Jean married Charlotte, daughter of Antoine de Mailly, lord of Auchy and Neuville-le-Roy, and Marie d'Yaucourt. They had a daughter, also Charlotte, who married firstly Claude des Essars, lord of Sautour, and secondly René, comte de Sansay, hereditary viscount of Poitou.

==Career==
Jean progressed rapidly in the service of King Francis I. In 1529, he became a panetier ordinaire (pantler) in the royal household. In 1530, he was one of six knights chosen by the king to defend a pas d'armes at the arrival of Francis's bride, Eleanor of Austria. In 1534, he became a gentilhomme de la Chambre du roi and was dispatched as an ambassador to the Duchy of Ferrara. In 1538, he led an embassy to Rome and, in 1543, to Turin.

Jean played an active role in the Italian Wars. In 1544, he distinguished himself at the battle of Ceresole and the siege of Boulogne. On 1 October, he was promoted to the rank of colonel general of the infantry on both sides of the mountains, i.e., in France and Italy. He was the first person to hold this position. He was also made a member of the Order of Saint Michael. Probably around this time he was put in charge of the waters and forest of Loches.

In July 1545, Jean was the commander of the French forces at the battle of Bonchurch. On 21 January 1546, he was made grand master of the artillery.

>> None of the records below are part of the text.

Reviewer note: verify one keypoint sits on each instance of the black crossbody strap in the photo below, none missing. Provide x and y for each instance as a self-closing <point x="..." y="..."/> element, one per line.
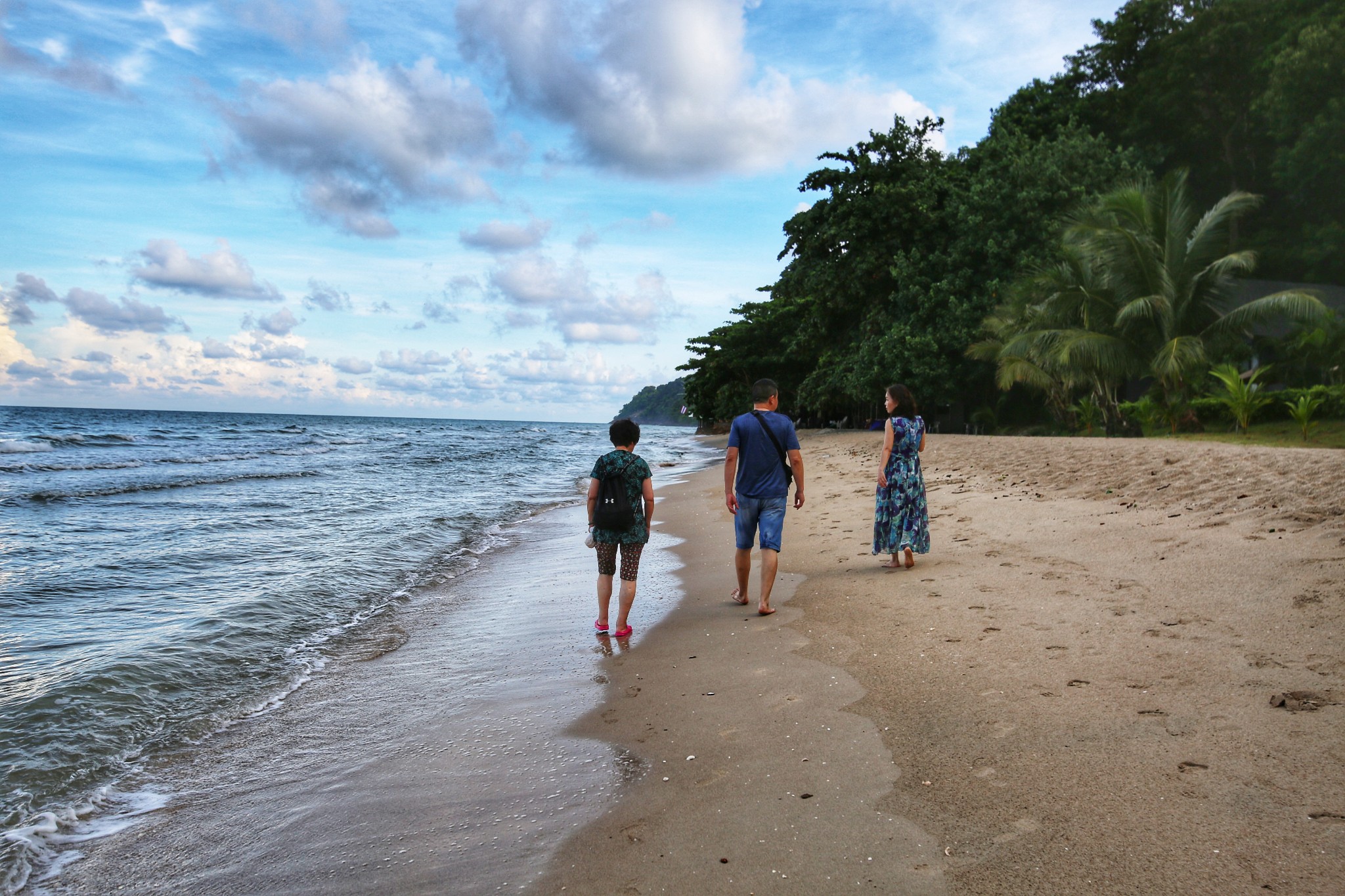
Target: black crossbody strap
<point x="779" y="449"/>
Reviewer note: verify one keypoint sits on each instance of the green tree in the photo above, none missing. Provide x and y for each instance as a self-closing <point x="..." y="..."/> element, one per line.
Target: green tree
<point x="1143" y="289"/>
<point x="1242" y="93"/>
<point x="1302" y="412"/>
<point x="891" y="273"/>
<point x="1242" y="394"/>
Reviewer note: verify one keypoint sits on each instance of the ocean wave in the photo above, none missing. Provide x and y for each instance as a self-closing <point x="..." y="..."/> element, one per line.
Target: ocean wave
<point x="19" y="446"/>
<point x="55" y="495"/>
<point x="35" y="845"/>
<point x="33" y="467"/>
<point x="209" y="458"/>
<point x="300" y="452"/>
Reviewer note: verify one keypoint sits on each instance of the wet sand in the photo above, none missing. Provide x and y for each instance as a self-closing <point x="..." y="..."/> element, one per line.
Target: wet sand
<point x="430" y="758"/>
<point x="1072" y="694"/>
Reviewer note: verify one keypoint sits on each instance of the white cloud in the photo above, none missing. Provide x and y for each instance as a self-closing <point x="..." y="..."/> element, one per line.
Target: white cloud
<point x="213" y="349"/>
<point x="27" y="288"/>
<point x="326" y="297"/>
<point x="665" y="88"/>
<point x="55" y="47"/>
<point x="353" y="366"/>
<point x="60" y="65"/>
<point x="179" y="23"/>
<point x="271" y="350"/>
<point x="410" y="362"/>
<point x="502" y="237"/>
<point x="576" y="308"/>
<point x="368" y="139"/>
<point x="277" y="324"/>
<point x="218" y="274"/>
<point x="439" y="312"/>
<point x="298" y="23"/>
<point x="106" y="316"/>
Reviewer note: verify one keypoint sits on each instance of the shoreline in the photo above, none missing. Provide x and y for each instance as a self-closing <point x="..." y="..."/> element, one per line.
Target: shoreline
<point x="1071" y="694"/>
<point x="374" y="777"/>
<point x="747" y="746"/>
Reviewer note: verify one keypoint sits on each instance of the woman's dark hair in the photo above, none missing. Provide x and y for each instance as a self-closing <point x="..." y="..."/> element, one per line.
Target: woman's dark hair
<point x="625" y="431"/>
<point x="906" y="402"/>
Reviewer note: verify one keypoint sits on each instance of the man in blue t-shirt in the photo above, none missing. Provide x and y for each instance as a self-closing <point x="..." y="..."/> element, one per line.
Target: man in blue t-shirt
<point x="757" y="489"/>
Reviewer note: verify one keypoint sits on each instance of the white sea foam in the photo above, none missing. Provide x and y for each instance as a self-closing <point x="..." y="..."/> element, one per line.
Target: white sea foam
<point x="43" y="837"/>
<point x="19" y="446"/>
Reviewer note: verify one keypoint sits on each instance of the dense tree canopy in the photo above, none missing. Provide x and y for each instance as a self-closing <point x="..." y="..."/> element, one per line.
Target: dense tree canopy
<point x="892" y="273"/>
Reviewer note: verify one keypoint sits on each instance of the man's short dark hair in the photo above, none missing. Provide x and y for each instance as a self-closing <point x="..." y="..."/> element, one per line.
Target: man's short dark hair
<point x="625" y="431"/>
<point x="763" y="390"/>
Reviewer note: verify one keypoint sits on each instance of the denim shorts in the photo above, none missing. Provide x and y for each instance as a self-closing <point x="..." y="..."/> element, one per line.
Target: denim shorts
<point x="764" y="513"/>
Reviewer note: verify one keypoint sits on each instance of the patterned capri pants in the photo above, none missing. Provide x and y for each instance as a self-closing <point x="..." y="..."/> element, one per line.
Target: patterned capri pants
<point x="630" y="561"/>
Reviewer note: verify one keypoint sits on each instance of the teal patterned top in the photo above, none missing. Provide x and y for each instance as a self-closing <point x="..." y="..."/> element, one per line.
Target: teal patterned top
<point x="634" y="473"/>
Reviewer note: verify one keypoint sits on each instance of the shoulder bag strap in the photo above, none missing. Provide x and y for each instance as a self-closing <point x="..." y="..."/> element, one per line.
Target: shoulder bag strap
<point x="779" y="449"/>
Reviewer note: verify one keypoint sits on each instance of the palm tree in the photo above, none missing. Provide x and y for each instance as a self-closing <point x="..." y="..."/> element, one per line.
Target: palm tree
<point x="1145" y="285"/>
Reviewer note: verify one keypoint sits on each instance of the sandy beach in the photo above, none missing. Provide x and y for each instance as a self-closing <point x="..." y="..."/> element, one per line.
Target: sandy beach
<point x="1071" y="694"/>
<point x="1074" y="692"/>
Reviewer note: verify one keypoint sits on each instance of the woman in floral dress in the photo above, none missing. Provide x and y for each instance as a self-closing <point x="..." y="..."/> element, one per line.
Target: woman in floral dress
<point x="902" y="517"/>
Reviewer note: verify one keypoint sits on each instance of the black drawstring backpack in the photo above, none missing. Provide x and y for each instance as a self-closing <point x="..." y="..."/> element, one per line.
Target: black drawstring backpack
<point x="613" y="511"/>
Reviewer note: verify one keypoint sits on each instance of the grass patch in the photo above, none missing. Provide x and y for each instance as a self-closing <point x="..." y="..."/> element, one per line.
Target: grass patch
<point x="1277" y="435"/>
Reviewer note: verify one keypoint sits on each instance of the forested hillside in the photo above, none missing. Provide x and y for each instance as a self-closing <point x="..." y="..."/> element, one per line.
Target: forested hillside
<point x="658" y="405"/>
<point x="893" y="272"/>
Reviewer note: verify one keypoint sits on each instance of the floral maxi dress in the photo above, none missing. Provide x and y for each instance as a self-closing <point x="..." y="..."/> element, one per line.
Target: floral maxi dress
<point x="900" y="516"/>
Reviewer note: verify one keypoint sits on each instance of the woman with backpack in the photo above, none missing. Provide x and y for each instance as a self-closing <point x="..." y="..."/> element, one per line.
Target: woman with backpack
<point x="900" y="515"/>
<point x="621" y="504"/>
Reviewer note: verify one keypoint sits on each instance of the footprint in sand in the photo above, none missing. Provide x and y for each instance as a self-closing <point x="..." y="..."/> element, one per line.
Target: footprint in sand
<point x="1020" y="828"/>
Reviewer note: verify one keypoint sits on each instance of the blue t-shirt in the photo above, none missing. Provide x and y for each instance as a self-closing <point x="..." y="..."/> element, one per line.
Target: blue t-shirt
<point x="761" y="475"/>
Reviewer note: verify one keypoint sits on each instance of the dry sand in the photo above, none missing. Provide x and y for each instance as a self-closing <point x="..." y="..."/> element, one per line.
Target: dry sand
<point x="1070" y="695"/>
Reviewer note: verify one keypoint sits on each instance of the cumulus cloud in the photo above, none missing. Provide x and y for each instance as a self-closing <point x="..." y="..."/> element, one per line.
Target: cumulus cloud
<point x="124" y="314"/>
<point x="440" y="312"/>
<point x="277" y="324"/>
<point x="213" y="349"/>
<point x="218" y="274"/>
<point x="368" y="139"/>
<point x="296" y="23"/>
<point x="537" y="284"/>
<point x="410" y="362"/>
<point x="104" y="378"/>
<point x="26" y="371"/>
<point x="268" y="350"/>
<point x="502" y="237"/>
<point x="353" y="366"/>
<point x="665" y="88"/>
<point x="26" y="289"/>
<point x="326" y="297"/>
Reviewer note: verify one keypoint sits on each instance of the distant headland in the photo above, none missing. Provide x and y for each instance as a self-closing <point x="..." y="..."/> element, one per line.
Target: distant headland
<point x="659" y="406"/>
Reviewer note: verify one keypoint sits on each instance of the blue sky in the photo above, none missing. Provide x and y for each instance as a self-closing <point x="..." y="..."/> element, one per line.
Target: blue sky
<point x="493" y="209"/>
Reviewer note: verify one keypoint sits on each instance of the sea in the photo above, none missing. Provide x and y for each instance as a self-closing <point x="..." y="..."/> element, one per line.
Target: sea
<point x="165" y="576"/>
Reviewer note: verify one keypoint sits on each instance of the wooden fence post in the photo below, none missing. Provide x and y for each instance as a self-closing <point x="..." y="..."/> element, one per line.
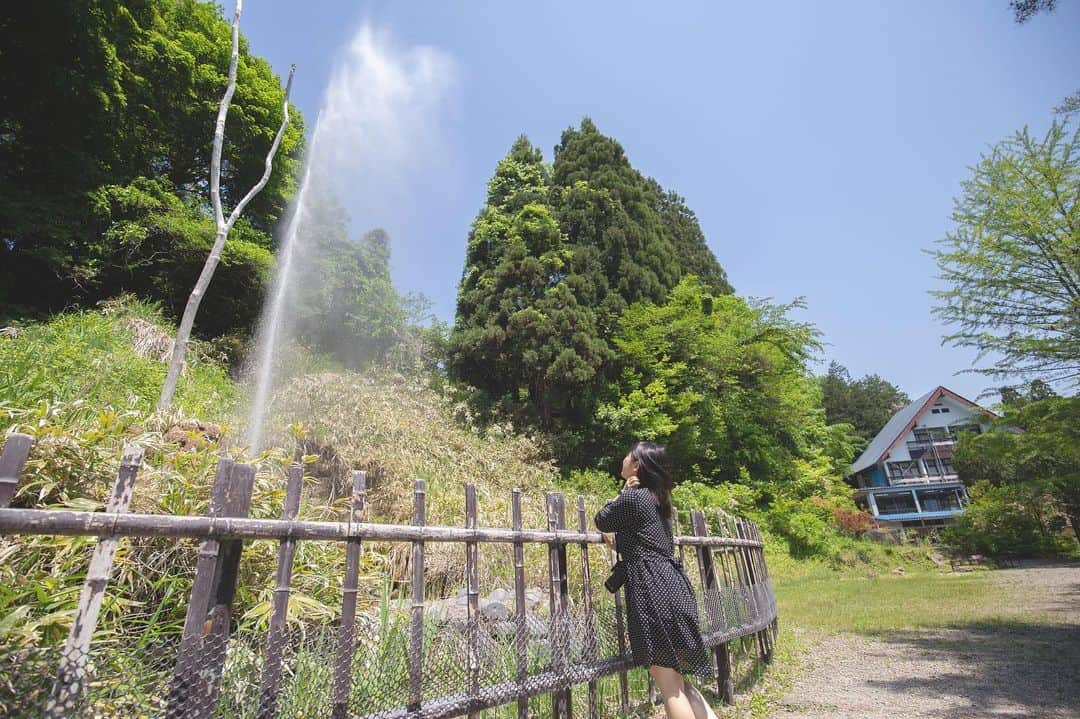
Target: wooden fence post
<point x="621" y="635"/>
<point x="752" y="589"/>
<point x="15" y="451"/>
<point x="283" y="581"/>
<point x="347" y="633"/>
<point x="561" y="704"/>
<point x="522" y="628"/>
<point x="416" y="634"/>
<point x="197" y="678"/>
<point x="720" y="655"/>
<point x="586" y="588"/>
<point x="472" y="580"/>
<point x="72" y="666"/>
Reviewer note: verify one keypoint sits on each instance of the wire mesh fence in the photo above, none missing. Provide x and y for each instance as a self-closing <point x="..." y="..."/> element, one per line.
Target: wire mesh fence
<point x="163" y="635"/>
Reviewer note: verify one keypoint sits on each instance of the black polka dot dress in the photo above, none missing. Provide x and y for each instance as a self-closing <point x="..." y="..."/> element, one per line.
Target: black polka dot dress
<point x="661" y="608"/>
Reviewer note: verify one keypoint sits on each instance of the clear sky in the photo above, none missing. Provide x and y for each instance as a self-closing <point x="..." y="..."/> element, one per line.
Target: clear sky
<point x="820" y="144"/>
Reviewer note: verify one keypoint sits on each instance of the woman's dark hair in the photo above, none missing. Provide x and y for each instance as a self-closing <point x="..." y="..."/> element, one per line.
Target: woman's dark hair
<point x="655" y="473"/>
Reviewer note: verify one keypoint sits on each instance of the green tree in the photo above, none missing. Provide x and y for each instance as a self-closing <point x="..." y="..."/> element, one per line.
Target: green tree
<point x="721" y="382"/>
<point x="98" y="94"/>
<point x="153" y="244"/>
<point x="865" y="404"/>
<point x="526" y="335"/>
<point x="1035" y="446"/>
<point x="1013" y="260"/>
<point x="1025" y="10"/>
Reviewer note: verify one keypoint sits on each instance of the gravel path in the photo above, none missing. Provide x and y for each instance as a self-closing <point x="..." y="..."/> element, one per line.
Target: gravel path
<point x="1017" y="669"/>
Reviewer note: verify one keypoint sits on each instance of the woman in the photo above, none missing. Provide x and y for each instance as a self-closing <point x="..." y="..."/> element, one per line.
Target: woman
<point x="661" y="608"/>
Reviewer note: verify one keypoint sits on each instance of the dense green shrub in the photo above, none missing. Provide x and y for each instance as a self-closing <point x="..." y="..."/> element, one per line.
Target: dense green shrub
<point x="1009" y="520"/>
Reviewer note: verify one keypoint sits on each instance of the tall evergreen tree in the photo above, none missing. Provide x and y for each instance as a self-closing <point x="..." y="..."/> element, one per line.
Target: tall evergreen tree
<point x="866" y="404"/>
<point x="526" y="334"/>
<point x="605" y="203"/>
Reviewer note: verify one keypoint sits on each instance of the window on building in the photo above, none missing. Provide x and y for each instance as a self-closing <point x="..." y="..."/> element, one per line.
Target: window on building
<point x="940" y="500"/>
<point x="906" y="470"/>
<point x="894" y="503"/>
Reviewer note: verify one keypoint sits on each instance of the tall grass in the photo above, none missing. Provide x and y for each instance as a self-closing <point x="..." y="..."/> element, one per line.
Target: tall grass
<point x="90" y="357"/>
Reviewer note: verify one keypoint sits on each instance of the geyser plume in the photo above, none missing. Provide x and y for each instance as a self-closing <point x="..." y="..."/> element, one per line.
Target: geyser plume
<point x="380" y="118"/>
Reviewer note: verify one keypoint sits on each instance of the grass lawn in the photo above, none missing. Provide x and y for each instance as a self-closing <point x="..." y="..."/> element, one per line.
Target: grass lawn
<point x="815" y="601"/>
<point x="826" y="601"/>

The death of Francis I and accession of Henry II on 31 March 1547 put an end to his military career. This was attributed to the substitution of Francis's mistress, Anne de Pisseleu d'Heilly, who favoured Jean, with a new one, Diane de Poitiers. Jean lost his generalship of the artillery on 11 April 1547, being replaced by Charles de Cossé, Count of Brissac. He was replaced as colonel general of the infantry on 29 April by Gaspard II de Coligny. He remained governor of Loches until he resigned the office to Honorat de Savoie, Count of Villars.

In 1552, the duke of Vendôme requested the service of Jean de Thais as a simple officer. Jean died at the siege of Hesdin on 19 December 1553 and was buried in the choir of the church of Sepmes.

The Géomance of Christopher Cattan was dedicated to him.